Bevor ich zur versprochenen Aufzählung komme, aber noch ein kurzer Hinweis, warum ich mich überhaupt auf den Vergleich einlasse – der unter normalen Bedingungen, wenn der Rechtsstaat noch gut funktionieren würde, wenig Sinn machen würde. Mein Vertrauen in Polizei und Rechtsstaat ist leider schwer erschüttert. Wiederholt habe ich in den vergangenen Jahren Polizeigewalt und Willkür bei Demonstrationen gegen die Corona-Politik erlebt, wie ich sie früher in Deutschland für völlig unmöglich gehalten hätte und wie ich sie aus Russland kenne.

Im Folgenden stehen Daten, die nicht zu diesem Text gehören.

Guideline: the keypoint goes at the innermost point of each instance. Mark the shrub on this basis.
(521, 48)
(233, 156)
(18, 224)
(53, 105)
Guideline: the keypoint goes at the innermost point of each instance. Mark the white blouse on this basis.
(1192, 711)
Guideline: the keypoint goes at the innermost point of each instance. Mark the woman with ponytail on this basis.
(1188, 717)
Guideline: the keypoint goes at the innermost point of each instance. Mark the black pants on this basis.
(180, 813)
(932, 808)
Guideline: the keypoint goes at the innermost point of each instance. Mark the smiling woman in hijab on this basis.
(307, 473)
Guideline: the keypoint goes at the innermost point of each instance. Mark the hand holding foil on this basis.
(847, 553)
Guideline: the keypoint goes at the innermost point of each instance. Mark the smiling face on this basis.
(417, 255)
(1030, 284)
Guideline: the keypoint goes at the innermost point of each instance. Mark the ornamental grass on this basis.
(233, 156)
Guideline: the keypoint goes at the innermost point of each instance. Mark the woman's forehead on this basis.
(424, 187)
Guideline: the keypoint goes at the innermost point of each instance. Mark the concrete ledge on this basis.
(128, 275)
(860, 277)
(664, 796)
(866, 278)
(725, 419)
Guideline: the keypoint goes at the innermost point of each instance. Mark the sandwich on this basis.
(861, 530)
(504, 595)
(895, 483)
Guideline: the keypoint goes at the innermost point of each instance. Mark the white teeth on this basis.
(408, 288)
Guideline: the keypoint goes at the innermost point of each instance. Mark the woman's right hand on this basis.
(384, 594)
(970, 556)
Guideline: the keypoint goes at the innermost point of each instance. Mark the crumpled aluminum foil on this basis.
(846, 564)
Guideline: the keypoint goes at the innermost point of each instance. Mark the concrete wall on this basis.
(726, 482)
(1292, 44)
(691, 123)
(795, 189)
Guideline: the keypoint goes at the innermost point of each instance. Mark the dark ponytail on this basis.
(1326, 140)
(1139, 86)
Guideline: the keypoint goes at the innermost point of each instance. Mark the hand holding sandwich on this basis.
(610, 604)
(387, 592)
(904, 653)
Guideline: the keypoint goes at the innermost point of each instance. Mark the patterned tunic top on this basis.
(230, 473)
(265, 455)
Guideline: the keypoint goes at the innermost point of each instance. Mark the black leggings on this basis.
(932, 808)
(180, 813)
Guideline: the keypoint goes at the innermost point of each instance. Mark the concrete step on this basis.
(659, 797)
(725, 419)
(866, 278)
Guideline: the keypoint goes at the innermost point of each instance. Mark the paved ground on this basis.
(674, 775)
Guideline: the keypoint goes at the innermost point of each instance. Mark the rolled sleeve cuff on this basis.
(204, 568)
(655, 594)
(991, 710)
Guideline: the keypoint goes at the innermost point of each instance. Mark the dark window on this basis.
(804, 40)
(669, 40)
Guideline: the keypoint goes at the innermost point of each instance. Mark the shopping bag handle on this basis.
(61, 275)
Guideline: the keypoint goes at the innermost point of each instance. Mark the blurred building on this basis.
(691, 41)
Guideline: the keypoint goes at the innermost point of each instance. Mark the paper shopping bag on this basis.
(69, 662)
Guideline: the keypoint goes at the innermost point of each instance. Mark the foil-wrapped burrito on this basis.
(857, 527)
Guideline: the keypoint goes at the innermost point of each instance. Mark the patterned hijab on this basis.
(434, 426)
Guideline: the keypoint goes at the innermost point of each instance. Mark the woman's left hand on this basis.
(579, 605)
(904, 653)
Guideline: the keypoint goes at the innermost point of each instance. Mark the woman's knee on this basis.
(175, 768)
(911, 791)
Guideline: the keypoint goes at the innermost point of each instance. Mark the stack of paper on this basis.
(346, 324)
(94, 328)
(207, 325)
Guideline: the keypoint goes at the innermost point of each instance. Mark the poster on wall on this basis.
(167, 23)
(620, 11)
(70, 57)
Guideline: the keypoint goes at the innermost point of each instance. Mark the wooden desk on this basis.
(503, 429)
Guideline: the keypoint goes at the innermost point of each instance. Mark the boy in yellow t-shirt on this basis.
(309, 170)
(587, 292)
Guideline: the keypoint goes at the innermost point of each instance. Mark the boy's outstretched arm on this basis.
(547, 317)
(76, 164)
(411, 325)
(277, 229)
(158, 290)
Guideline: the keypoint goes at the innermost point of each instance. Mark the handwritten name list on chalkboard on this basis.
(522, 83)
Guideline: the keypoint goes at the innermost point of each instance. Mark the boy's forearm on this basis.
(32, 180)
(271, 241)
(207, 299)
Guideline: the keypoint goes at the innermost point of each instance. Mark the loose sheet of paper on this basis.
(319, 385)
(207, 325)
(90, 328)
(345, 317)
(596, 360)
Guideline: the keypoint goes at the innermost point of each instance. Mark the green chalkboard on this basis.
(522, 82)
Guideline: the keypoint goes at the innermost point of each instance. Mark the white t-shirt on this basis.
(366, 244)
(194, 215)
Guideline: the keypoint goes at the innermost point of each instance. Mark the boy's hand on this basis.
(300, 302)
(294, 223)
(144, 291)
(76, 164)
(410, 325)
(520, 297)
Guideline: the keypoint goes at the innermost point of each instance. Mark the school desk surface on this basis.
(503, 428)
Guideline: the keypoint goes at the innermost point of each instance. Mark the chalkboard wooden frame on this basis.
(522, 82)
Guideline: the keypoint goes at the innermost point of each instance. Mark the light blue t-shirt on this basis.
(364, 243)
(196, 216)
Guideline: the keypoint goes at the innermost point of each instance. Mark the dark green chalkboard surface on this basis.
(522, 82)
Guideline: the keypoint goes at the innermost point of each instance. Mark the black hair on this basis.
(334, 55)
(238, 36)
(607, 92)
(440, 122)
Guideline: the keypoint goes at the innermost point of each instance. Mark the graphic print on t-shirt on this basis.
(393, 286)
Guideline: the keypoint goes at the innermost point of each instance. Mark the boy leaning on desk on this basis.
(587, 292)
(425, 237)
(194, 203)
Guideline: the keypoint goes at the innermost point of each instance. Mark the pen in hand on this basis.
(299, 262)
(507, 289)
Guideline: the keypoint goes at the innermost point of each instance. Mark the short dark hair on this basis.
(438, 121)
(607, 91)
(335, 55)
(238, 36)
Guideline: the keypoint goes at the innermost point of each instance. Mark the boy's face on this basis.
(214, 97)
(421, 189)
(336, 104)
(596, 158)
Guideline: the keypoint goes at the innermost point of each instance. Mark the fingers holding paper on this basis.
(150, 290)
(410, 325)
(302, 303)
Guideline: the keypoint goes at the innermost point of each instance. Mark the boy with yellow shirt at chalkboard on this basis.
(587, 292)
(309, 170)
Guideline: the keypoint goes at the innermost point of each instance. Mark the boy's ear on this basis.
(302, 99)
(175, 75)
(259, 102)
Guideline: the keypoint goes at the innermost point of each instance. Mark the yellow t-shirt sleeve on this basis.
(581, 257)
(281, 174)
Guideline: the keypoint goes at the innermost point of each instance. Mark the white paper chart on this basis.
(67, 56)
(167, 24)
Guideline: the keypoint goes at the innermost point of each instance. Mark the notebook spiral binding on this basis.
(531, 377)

Inzwischen hat auch die Justiz nachgeholt – etwa mit der Verurteilung des „Pianisten“ Arne Schmitt wegen „Widerstands gegen Vollstreckungsbeamte“, bei der das Gericht ihn gar nicht zu Wort kommen ließ und Videos ignorierte, die zeigen, dass sich Schmitt in der einschlägigen Situation ohne Widerstand abführen ließ. In anderen Fällen wurden Richter wegen „unpassender“ Urteile mit Hausdurchsuchungen oder Ermittlungen überzogen – oder man entzog ihnen einfach die Zuständigkeit, wie der Kammer des Oberverwaltungsgerichts in Lüneburg, das 2G in Niedersachen aussetzte.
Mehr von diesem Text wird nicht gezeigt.